Future Boy was the 13th episode of 3 of Quantum Leap, also the 44th overall series episode. Written by Tommy Thompson, the episode, which was directed bu Michael Switzer, aired for the first time on NBC-TV on March 13, 1991.
Sam leaps into Future Boy, the sidekick of 50's TV superhero Captain Galaxy. Al informs Sam that Moe Stein (played by Richard Herd), Captain Galaxy, is mentally unstable and that Sam is there to have Moe committed to prevent him from accidentally killing himself while trying to hop a train. Therefore, it initially looks like Sam has to help Moe's estranged daughter Irene get him put into a mental hospital as he is a danger to himself.
Sam doesn't think Moe is unstable and he feels that he is there for another purpose and that having Moe committed is not necessary.

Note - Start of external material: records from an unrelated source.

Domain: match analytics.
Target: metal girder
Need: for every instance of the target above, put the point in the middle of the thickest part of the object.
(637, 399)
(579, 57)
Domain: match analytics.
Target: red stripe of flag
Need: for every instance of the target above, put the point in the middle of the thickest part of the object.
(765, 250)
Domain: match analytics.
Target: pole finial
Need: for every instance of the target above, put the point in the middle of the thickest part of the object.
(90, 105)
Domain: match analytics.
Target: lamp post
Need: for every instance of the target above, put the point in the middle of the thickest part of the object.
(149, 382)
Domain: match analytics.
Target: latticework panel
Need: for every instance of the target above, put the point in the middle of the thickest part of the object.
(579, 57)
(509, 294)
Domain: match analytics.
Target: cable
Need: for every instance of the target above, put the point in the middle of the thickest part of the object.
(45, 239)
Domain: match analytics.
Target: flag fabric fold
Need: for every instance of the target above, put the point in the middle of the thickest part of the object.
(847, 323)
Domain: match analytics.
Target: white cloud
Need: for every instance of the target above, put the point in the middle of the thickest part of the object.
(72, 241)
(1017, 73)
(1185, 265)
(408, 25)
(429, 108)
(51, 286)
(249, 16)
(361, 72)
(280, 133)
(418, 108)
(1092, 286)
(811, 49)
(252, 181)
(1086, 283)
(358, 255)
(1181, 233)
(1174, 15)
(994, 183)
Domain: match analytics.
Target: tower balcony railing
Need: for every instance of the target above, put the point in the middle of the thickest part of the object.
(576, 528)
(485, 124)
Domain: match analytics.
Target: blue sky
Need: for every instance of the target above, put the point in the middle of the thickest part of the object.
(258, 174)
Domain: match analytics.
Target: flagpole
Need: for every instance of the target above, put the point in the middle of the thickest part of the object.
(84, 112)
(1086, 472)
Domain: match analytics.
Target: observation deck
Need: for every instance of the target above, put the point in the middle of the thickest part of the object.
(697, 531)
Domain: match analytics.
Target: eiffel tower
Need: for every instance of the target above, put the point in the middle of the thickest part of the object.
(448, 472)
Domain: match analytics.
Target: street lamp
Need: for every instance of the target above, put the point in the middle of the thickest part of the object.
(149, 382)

After talking to Moe, Sam learns that he is building a time machine and that Moe's theory of time travel is an incomplete version of Sam's own String Theory, which was the basis for Project Quantum Leap. Sam shares the rest of the theory.
Sam represents Moe in a mental competency hearing, but Moe loses and is sentenced to a mental hospital. Before he can be taken into custody and committed, Moe escapes and races back home to try his time machine, the Time-o-nometer. At first it looks as though Moe is going to Leap the same way Sam does, but the machine doesn't work.
Moe explains to Sam and Irene why he wanted to travel in time; when Irene's mother discovered she was pregnant, Moe was ready to give up acting and settle down. However a rave review he got for a theatre performance caused him to be inundated with job offers and Moe, feeling a duty to provide for his family, took them and spent much Irene's life on the road. Moe now regrets not having been there for her and wants that time back. Irene tearfully forgives her father, and decides not to send him to the hospital.
Moe decides to move in with Irene, bringing Captain Galaxy to an end. Al tells Sam that Moe has a happy retirement living with Irene. At the end of the final episode, Captain Galaxy responds to one last reader letter (sent by none-other than a young Sam himself) and explains his theory of time travel that now includes what Sam shared earlier. Before Sam can react to this, he leaps.
- The ending of the episode suggests that Sam may have gotten the inspiration for his time travel theory from Captain Galaxy. This does not count as a Bootstrap Paradox (where in there is no clear origin for information) as the show consistently shows that Sam changes time but his memory is not directly subject to the changes (nor is Al's, as seen in Honeymoon Express), meaning his memory of the theory is from a distinctly separate timeline. However, the idea of one's life being a loop may have come from Captain Galaxy as this was his theory before Sam changed events.